First, Teddy Mars: Almost an Outlaw by Molly B. Burnham.

I picked up the first Teddy Mars novel, Almost a World Record Breaker, when it won the Sid Fleischman Award for humor from the Society of Children’s Book Writers and Illustrators (SCBWI). I loved it so much, I decided to read it aloud to my fourth-grade Reading Lab boys. They loved it so much, they said I should invite the Reading Lab girls next door to join them. Almost an Outlaw, the third book in the series, lives up to expectations. Find you a reading spot where it’s okay to laugh out loud.

Second, Nooks and Crannies by Jessica Lawson.

I had expectations here, too, because I’m a fan of Lawson’s The Actual and Truthful Adventures of Becky Thatcher.

How would I classify Nooks and Crannies?

It takes place in the early 1900s in England, during the reign of King Edward, so we can call it historical fiction.

The wealthy can afford electricity and motorcars, and the house where most of the story takes place has clever hidden passages.

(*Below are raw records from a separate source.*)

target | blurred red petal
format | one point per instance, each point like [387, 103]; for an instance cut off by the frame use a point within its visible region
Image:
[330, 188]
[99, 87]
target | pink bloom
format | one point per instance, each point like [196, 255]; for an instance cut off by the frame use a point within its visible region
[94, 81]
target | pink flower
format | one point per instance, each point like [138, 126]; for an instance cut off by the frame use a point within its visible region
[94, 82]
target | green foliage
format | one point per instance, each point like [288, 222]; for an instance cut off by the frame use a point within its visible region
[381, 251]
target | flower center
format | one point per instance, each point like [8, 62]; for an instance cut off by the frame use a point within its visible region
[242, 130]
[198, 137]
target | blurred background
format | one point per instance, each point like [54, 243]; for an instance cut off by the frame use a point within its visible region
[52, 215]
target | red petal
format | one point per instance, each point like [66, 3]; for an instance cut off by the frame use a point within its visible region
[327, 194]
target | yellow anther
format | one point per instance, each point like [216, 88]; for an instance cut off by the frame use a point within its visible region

This gives the book a steampunk feel even though it’s a half dozen years into the 20th Century.

It is definitely a mystery, well plotted and fast paced, but it has such quotable lines. I see no reason that good genre fiction can’t be literary fiction, as well.

The main character, despite her Dickensian life is smart and good. If you love a good mystery, settle in and read.

I heartily recommend both books for your own middle grade stacks. And if you don’t have a middle grade stack, I suggest you start one.